Он молчал, не зная, что сказать, потому что не замечал за собой ничего подобного, но даже если б делал это сознательно, прошло столько времени, что теперь это не имело никакого значения.
– Я долго жалела, что я не Марта.
– Почему именно Марта? – спросил он, растянув губы в бледном подобии улыбки.
– А ты и этого не помнишь?.. – Он действительно не помнил. – Ты прислал мне по электронке ее фотографию. Ее, твоей первой любви. Идеальная Марта, которая уехала учиться в Англию.
– Но… – В темноте его лицо пошло красными пятнами. – Ты говорила, что не открывала.
– А я открывала, – бросила она злобно. – Каждый день. Снова и снова. Смотрела и понимала, что она действительно лучше. Смотрела и не понимала, почему ты вообще меня выбрал, если в твоей жизни была она. Это были очень темные чары, Роберт. Я на всю жизнь возненавидела это имя. К счастью, на моем пути не попадалось Март, иначе им пришлось бы несладко.

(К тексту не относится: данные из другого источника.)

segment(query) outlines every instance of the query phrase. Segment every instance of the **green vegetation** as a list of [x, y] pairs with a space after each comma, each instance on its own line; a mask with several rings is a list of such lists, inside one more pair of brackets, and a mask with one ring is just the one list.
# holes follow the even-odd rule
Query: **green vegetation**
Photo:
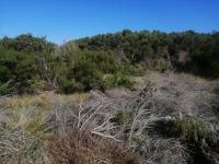
[[0, 39], [0, 94], [65, 93], [124, 86], [145, 70], [219, 77], [219, 33], [131, 32], [57, 46], [31, 34]]

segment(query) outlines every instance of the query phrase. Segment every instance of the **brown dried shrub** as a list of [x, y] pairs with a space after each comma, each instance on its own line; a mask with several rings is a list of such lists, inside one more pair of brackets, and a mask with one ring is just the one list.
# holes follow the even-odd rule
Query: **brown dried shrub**
[[72, 129], [66, 136], [53, 136], [46, 144], [53, 164], [138, 164], [122, 144], [99, 139], [90, 130]]

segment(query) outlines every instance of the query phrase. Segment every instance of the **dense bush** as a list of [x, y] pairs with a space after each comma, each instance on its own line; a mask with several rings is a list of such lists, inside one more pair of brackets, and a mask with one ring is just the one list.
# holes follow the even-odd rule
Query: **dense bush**
[[[131, 86], [128, 78], [122, 74], [123, 67], [115, 58], [103, 51], [82, 50], [71, 58], [70, 66], [59, 77], [62, 91], [105, 90], [113, 86]], [[118, 73], [120, 75], [118, 75]]]
[[0, 39], [0, 94], [132, 89], [146, 69], [176, 69], [219, 78], [219, 33], [131, 32], [97, 35], [57, 46], [31, 34]]
[[[113, 50], [117, 58], [159, 71], [176, 69], [218, 78], [219, 33], [131, 32], [96, 35], [77, 40], [79, 48]], [[125, 57], [124, 57], [125, 56]]]

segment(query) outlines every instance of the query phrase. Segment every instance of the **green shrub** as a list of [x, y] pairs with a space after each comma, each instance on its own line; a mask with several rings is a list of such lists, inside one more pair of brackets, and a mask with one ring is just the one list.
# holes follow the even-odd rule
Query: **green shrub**
[[0, 83], [0, 95], [5, 95], [11, 92], [9, 83]]
[[218, 133], [208, 122], [194, 117], [176, 118], [173, 131], [182, 140], [197, 143], [199, 147], [208, 147], [219, 139]]

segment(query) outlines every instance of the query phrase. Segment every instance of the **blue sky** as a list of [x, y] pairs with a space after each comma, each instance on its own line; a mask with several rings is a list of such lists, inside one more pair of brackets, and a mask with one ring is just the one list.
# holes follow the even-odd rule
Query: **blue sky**
[[219, 0], [1, 0], [0, 37], [23, 33], [61, 44], [100, 33], [219, 30]]

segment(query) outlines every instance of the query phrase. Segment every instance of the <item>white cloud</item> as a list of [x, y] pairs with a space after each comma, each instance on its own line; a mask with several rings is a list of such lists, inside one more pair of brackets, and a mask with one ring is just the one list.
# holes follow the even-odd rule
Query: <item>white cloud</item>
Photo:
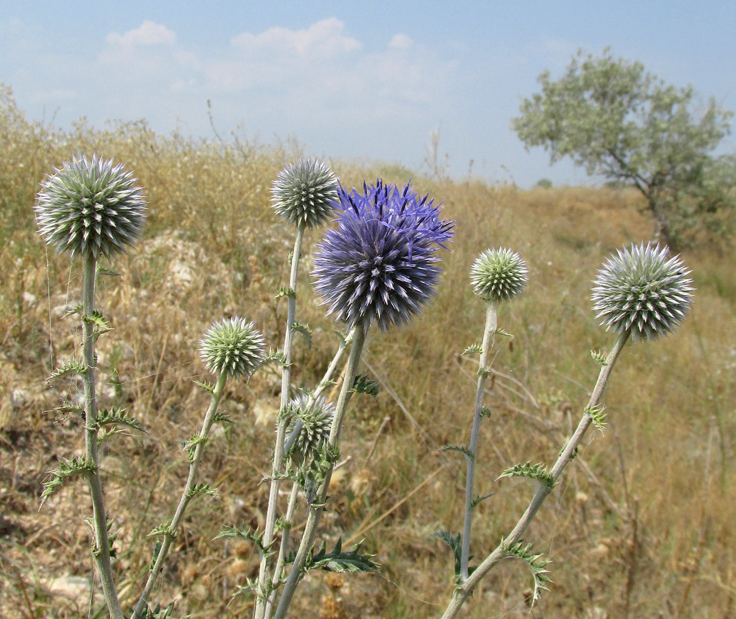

Теперь он понял, о чем речь – поступок был столь незначителен и гадок, что память милосердно от него избавилась. Тот снимок он взял из школьного альбома. Девочка по имени Марта действительно уехала из страны, так решили ее родители. Она и правда была его первой любовью, вот только ничего об этом не знала. Он даже не пытался приблизиться – любил издалека, безнадежно и долго, целых три года, до самого выпускного, на котором безобразно напился и вместо того, чтобы пригласить ее на танец, блевал в траву за стекляшкой кафе.
Зачем он вообще это сделал, да еще и наплел про отношения? Он и сам не понимал.
– Прости. Прости меня, пожалуйста.
– Ты всегда говоришь «прости», а потом становится еще хуже.
Просто не верится, думал он, пока внедорожник лавировал по парковке перед бизнес-центром, просто не верится, столько лет прошло, а она до сих пор об этом помнит.
– В любом случае… Я должна быть тебе благодарна. – Ключ был выдернут из замка зажигания с такой яростью, будто именно он являлся виновником всех бед. – Если б не ты, я получила бы диплом и вернулась в свою дыру. И сейчас все было бы иначе.
И хотя она ничего ему не доказала, потому что доказательств не требовалось вовсе, получившая ускорение дверца хлопнула невероятно красноречиво.
Стеклянная «вертушка» пришла в движение, но их путь пролегал не в лабиринты монолитно-каркасного детища советского конструктивизма, а на задворки офисной жизни, куда вела мозаичная дверь «под Климта». Черные глянцевитые стены за нею стискивали убегавшую вниз лесенку – студия занимала подвал.
Несколько направленных ламп осветило распорки мольбертов и гладко оструганный верстак с золотистыми искорками смальты на нем. Роберт окинул взглядом композицию из пузатого кувшина, аккуратно припыленной бутылки зеленого стекла и веточек физалиса, драпированных алым бархатом, щелкнул в гипсовый нос Афродиту, снял с полки, повертел и поставил обратно керосиновую лампу, а когда обернулся, в руки ему лег бокал с вином, который он принял с благодарным наклоном головы.